The aim of this study was to evaluate the visual function information obtained from multiple reading tests in a dry eye population.


In this case–control, single-center clinical research center– based study, 15 subjects with dry eye (mean age 65 years) and 10 normal subjects (mean age 40 years) were included. The Standardized Mini-Mental Examination was given to assure that subjects had normal cognitive function. Reading tests were both sentence based (Radner reading acuity test, reading contrast sensitivity test at a fixed print size, and menu-reading test) and paragraph based (Wilkins test and International Reading Speed Texts [IReST]). Wilkins and IReST tests were slightly modified to increase difficulty and visual stress. The main outcome measures were cognitive function, fatigue, dry eye symptoms, reading acuity, reading rate, and blink rate.

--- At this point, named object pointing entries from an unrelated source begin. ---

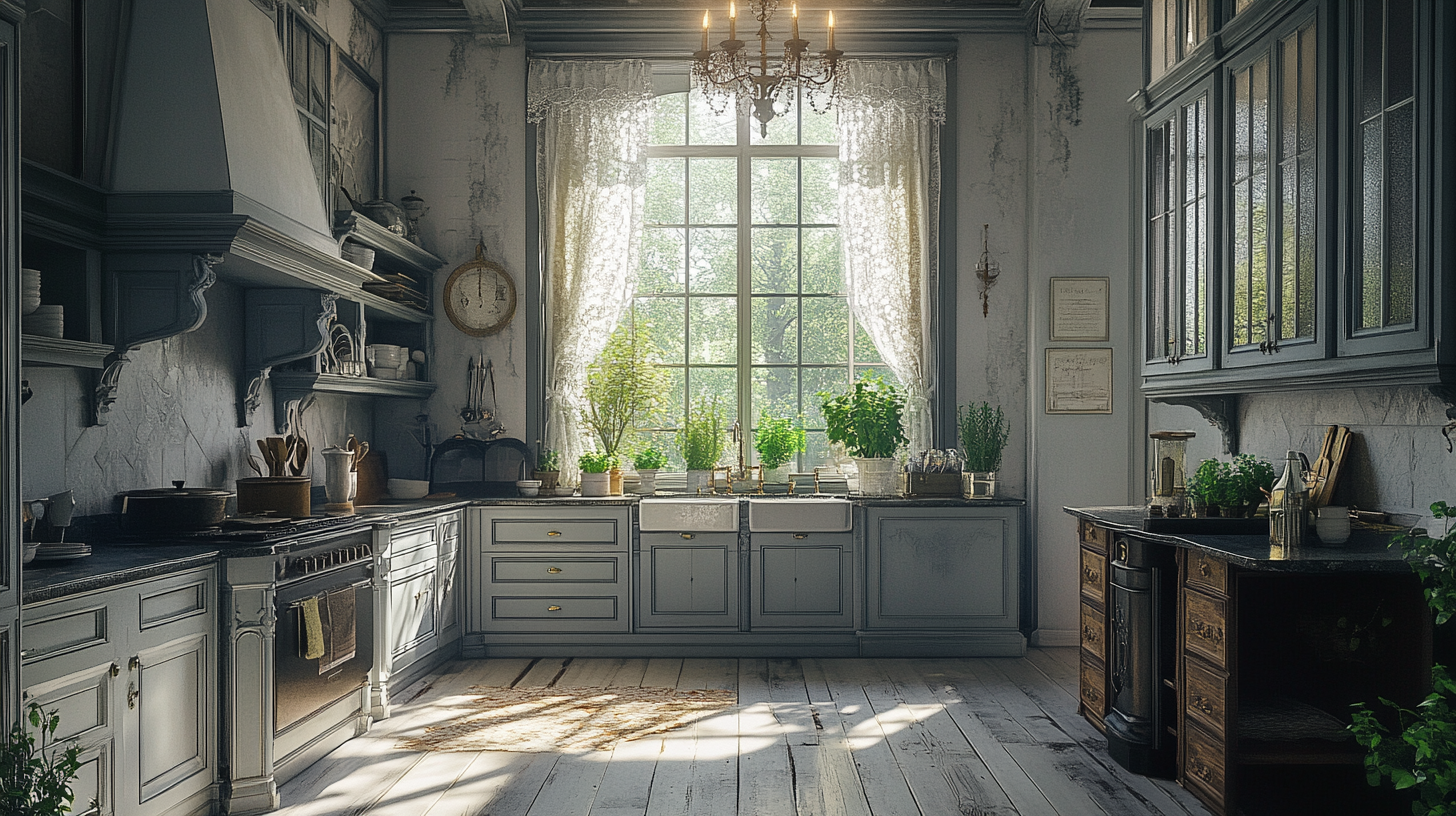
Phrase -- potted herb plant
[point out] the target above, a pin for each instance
(776, 440)
(648, 461)
(548, 469)
(35, 778)
(983, 439)
(867, 418)
(596, 478)
(702, 440)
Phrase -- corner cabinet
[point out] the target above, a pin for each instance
(1296, 184)
(942, 580)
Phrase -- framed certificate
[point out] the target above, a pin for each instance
(1079, 381)
(1079, 309)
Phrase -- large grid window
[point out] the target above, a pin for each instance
(741, 279)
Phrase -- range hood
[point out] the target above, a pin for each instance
(208, 156)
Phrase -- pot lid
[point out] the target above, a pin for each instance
(178, 490)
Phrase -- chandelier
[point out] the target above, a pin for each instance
(769, 82)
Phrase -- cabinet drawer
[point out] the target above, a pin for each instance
(505, 532)
(1204, 627)
(1203, 765)
(1206, 571)
(554, 570)
(1092, 536)
(1206, 694)
(1094, 576)
(1094, 631)
(1094, 692)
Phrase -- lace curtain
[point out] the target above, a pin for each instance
(890, 117)
(591, 174)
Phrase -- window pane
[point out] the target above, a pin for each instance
(775, 191)
(666, 198)
(826, 330)
(712, 260)
(821, 265)
(706, 127)
(776, 330)
(712, 185)
(663, 261)
(820, 191)
(669, 120)
(712, 331)
(775, 260)
(664, 316)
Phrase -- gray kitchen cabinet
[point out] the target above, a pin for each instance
(689, 580)
(942, 580)
(549, 569)
(802, 580)
(131, 673)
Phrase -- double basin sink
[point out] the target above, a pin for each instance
(765, 515)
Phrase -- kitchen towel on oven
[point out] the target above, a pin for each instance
(341, 628)
(310, 625)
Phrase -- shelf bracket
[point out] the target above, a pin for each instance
(1222, 413)
(283, 325)
(153, 297)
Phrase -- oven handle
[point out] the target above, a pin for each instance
(355, 585)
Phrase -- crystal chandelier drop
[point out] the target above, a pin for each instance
(769, 82)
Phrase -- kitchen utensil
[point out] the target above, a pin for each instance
(176, 507)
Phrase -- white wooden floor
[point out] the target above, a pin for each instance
(855, 738)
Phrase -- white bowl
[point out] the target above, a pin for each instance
(408, 488)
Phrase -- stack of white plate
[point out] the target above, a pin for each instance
(45, 321)
(61, 551)
(29, 290)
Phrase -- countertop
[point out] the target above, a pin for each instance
(1366, 551)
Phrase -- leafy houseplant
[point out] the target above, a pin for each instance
(983, 437)
(35, 780)
(776, 440)
(1421, 756)
(867, 418)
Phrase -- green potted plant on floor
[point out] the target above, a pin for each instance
(702, 440)
(648, 461)
(776, 440)
(35, 777)
(984, 433)
(867, 418)
(596, 478)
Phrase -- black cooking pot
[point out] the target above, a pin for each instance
(173, 507)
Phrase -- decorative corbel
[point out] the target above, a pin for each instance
(1222, 413)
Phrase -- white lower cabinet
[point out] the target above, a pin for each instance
(131, 672)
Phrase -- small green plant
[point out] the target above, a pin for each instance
(778, 439)
(596, 462)
(867, 418)
(702, 434)
(650, 459)
(983, 436)
(35, 778)
(1421, 754)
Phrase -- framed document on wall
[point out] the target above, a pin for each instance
(1079, 381)
(1079, 308)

Results showed significantly lower rates in all reading tests in subjects with dry eye than in normal subjects; in the age-matched subgroup, only the menu and contrast sensitivity tests lost significance. Fatigue was significantly related to the IReST test, both at normal and critical print sizes. Reflex tearing was monitored and shown to significantly decrease the reading rate. IReST scores were considered the baseline, and the percent change from one test to IReST was also used to differentiate dry eye and normal subjects. The blink rate, symptoms, and demographics were not significantly correlated with reading tests.


Reading is a relevant end point that differentiates dry eye and normal subjects. This study evaluated a variety of reading tests for relevance as a measurable assessment of visual function in dry eye disease.